Pembroke Tables

The Dowse Chest. This is a chest of drawers named after a twentieth century auctioneer from Sheffield who commissioned a chest of drawers with special handles and a new design of drawer closing. Through the following centuries the chest was always referred to as the Dowse Chest, with auction house catalogues using its proper name. I wonder just how special that would be. My grandfather has a street named after him, but this would be a piece of furniture.

All fantasy (except Dowse Avenue) but it makes you wonder how excited Lady Pembroke must have been, or perhaps she took it all in her stride. The history books never tell us that do they.

The use of a proper name in the description of a piece of furniture usually derives from an original commission and in this case the Countess of Pembroke required a “type of breakfast table with small drop leaves” and that is what she ordered. Eating breakfast from her table must have done her a power of good, because born in 1737, she continued to eat breakfast until her death, in her nineties, in 1831.

The Pembroke table is exactly as the Countess described.

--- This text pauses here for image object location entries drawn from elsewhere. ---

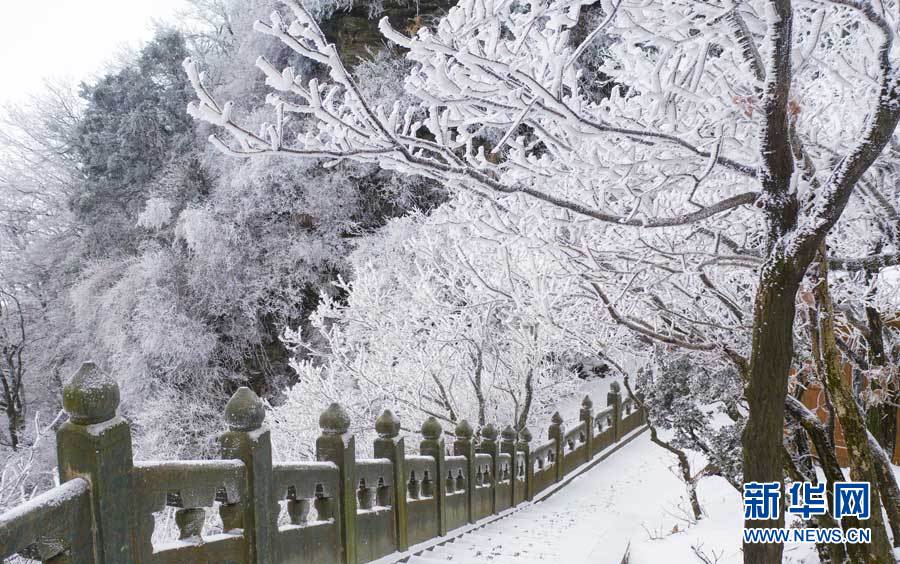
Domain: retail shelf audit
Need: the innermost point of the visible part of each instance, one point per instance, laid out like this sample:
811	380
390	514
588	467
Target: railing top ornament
525	435
334	420
431	429
91	396
489	432
244	411
464	430
387	425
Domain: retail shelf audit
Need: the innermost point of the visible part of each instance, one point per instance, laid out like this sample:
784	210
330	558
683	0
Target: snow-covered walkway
631	498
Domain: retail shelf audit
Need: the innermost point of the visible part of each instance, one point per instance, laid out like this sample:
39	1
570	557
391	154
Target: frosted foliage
157	212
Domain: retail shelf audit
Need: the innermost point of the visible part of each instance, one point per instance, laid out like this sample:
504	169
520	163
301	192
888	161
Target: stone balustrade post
95	444
489	445
524	446
614	400
587	415
336	445
389	445
250	442
464	446
433	445
557	432
508	446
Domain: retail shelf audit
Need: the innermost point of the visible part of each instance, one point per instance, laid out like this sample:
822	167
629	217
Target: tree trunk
890	493
882	418
684	465
770	362
856	436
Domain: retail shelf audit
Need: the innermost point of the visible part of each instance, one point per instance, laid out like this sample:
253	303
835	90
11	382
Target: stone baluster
336	445
614	400
508	446
557	432
249	441
433	445
489	445
524	446
389	445
95	443
587	415
465	446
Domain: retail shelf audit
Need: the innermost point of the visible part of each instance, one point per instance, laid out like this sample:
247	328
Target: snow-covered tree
738	131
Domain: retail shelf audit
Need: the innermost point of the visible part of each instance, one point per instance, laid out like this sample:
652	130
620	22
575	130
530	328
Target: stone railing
247	509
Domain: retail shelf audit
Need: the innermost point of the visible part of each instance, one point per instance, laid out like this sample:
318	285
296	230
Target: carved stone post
95	444
389	446
338	446
248	441
587	415
614	399
490	446
433	445
524	446
508	445
557	432
464	446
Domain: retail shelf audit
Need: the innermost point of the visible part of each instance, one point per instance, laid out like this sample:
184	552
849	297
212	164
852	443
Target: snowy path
590	520
633	498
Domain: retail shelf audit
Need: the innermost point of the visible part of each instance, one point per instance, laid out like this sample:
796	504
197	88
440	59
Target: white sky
70	39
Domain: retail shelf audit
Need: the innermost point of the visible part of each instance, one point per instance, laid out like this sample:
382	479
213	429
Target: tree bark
856	436
887	483
770	362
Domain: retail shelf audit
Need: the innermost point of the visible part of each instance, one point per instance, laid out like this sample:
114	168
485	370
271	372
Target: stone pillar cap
91	396
244	411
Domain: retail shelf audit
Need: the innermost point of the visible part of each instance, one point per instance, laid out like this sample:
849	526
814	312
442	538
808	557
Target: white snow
632	500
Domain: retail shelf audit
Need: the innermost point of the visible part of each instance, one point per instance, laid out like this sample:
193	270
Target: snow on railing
247	509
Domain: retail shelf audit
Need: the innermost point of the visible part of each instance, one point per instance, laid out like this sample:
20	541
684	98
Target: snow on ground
632	499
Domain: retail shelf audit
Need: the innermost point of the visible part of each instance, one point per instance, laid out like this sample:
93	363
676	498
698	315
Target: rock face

The drop leaves are usually about half the size of the top and four legs support the top, which usually boasts a drawer and a dummy drawer. Later, in George III reign, some Pembroke tables had a centre pedestal instead of four legs.

The Pembroke table is a very useful and an often underrated item. It can be used as a decorative side table, displaying ornaments and photographs, or as a small dining table seating four in comfort. This table was made from the mid 18th century and continued through the Victorian and Edwardian periods.